Forem: Carl Peterson

Why Every GPU will be Virtually Attached over a Network

Carl Peterson — Wed, 08 Jan 2025 23:46:00 +0000

Introducing GPU virtualization

Virtualization is a concept in computer science for creating virtual representations of physical hardware. While virtualization is commonly associated with Virtual Machines (VMs), it extends to other domains, including GPUs. GPU virtualization is essential for efficient resource sharing in high-performance computing, AI, and machine learning. However, it’s often misunderstood, especially when applied to GPUs, where the term can have multiple meanings.

Existing types of GPU Virtualization

GPU virtualization currently exists in three main forms:

Single-node GPU sharing
Dedicated GPU passthrough
Network-based GPU pooling (Thunder Compute’s approach)

The first two operate within a single physical server and are widely used today. Thunder Compute is pioneering the third approach, which operates across multiple servers or ‘nodes’.”

Single-node GPU sharing (e.g., NVIDIA vGPU)

Divides a physical GPU into multiple virtual GPUs. This allows several virtual machines (VMs) to simultaneously use portions of the same GPU, improving resource utilization in scenarios where VMs don’t need the full power of a GPU.

Dedicated GPU passthrough (e.g., Intel GVT-d)

Assigns an entire physical GPU to a single VM. While this doesn’t split the GPU, it’s considered virtualization because it allows a VM to directly access the GPU, providing near-native performance for applications that require the full power of a GPU.

The third approach, network-based GPU pooling, is a newer concept that requires deeper explanation.

A new approach: Network-Based Virtualization

At its core, network-based GPU virtualization solution works by extending physical PCIe connections with virtual connections over a network.

In practice, this means that any computer can access any GPU across a network. Traditionally, adding a GPU to a server requires physically connecting it to the motherboard. With network-based virtualization, a virtual GPU can be “plugged in” via software, behaving just like a physically connected GPU.

This solution acts as a bridge between the application and the GPU. It replaces the standard GPU software interface (like NVIDIA CUDA) with a network-aware version. This allows applications to interact with GPUs on remote servers as if they were locally attached.

The end result is that a computer without a physical GPU can behave exactly as if it has a GPU, without any hardware changes. This creates a flexible, distributed GPU resource pool that can be dynamically allocated and shared across the network.

Why Network-Distributed GPU Virtualization is a Game-Changer

Traditional GPU virtualization is limited by physical hardware constraints, typically supporting a maximum of 8 GPUs per server. Expanding GPU capacity requires vertical scaling, which involves upgrading individual servers. However, this method often leads to inefficient resource utilization as VMs tend to reserve entire GPUs.
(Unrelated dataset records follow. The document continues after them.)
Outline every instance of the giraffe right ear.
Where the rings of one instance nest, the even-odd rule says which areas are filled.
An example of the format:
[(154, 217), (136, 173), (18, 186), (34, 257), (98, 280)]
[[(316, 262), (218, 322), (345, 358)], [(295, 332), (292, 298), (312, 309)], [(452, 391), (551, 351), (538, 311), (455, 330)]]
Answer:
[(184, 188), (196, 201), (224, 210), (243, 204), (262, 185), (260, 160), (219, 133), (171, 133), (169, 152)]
A network-distributed approach overcomes these limitations by enabling GPUs to be accessed across multiple servers (also called ‘nodes’) in a data center. This creates a data center-wide pool of GPU resources, rather than limiting each server to its own physically attached GPUs.
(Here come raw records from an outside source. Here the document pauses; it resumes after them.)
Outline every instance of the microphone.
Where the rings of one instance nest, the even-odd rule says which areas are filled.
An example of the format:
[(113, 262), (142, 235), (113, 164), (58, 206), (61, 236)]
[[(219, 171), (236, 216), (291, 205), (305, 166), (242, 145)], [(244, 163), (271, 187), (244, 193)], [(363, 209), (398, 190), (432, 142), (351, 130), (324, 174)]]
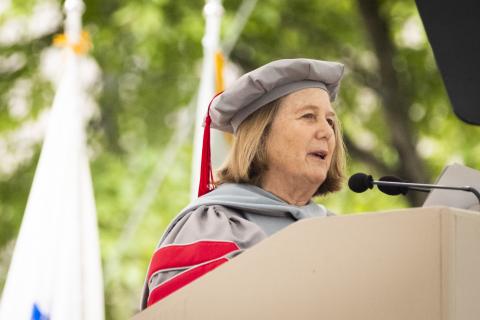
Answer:
[[(381, 177), (380, 179), (378, 179), (378, 181), (390, 181), (390, 182), (401, 182), (401, 183), (404, 183), (405, 181), (403, 181), (402, 179), (398, 178), (398, 177), (395, 177), (395, 176), (385, 176), (385, 177)], [(377, 185), (378, 189), (380, 191), (382, 191), (383, 193), (386, 193), (388, 195), (391, 195), (391, 196), (396, 196), (396, 195), (399, 195), (399, 194), (403, 194), (403, 195), (406, 195), (408, 193), (408, 190), (415, 190), (415, 191), (421, 191), (421, 192), (430, 192), (430, 189), (426, 189), (426, 188), (417, 188), (417, 187), (405, 187), (405, 186), (401, 186), (401, 185), (393, 185), (393, 184), (378, 184)]]
[(480, 202), (480, 192), (472, 187), (464, 186), (444, 186), (437, 184), (425, 184), (425, 183), (409, 183), (403, 182), (400, 178), (393, 176), (385, 176), (380, 178), (379, 181), (373, 180), (371, 175), (365, 173), (356, 173), (348, 180), (348, 187), (353, 192), (362, 193), (367, 189), (372, 189), (376, 185), (380, 191), (389, 195), (407, 194), (408, 190), (428, 192), (431, 189), (446, 189), (446, 190), (458, 190), (473, 193)]
[[(385, 176), (381, 177), (379, 181), (390, 181), (390, 182), (403, 182), (402, 179), (397, 178), (395, 176)], [(383, 193), (386, 193), (391, 196), (396, 196), (399, 194), (406, 195), (408, 193), (407, 187), (397, 186), (397, 185), (384, 185), (379, 184), (377, 185), (378, 189)]]
[(348, 179), (348, 187), (356, 193), (362, 193), (373, 188), (373, 177), (365, 173), (355, 173)]

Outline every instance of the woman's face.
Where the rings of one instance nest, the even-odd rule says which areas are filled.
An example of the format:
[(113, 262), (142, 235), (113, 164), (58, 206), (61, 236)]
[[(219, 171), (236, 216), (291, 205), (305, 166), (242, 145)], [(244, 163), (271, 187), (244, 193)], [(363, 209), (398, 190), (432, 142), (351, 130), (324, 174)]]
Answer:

This ability to expand GPU resources by adding more servers (known as horizontal scalability) allows for flexible, on-demand allocation of GPU power. It dramatically increases efficiency by ensuring GPUs are used to their full capacity across the entire data center.

Comparing Network-based virtualization to Similar Technologies

To conceptualize network virtualization, it is helpful to look at some existing solutions for attaching GPUs and other hardware across networks:

NVIDIA InfiniBand: This is a high-speed networking technology that allows for faster communication between servers in a data center. While it improves the connection speed for GPU systems spread across multiple servers, it doesn’t address the core issue of efficiently allocating GPU resources among different applications or users.
Storage Area Networks (SANs): SANs pool storage devices across a network, allowing VMs to access only the storage they need without reserving excess capacity. Thunder Compute’s GPU virtualization operates on a similar principle, enabling precise GPU resource allocation with minimal idle time.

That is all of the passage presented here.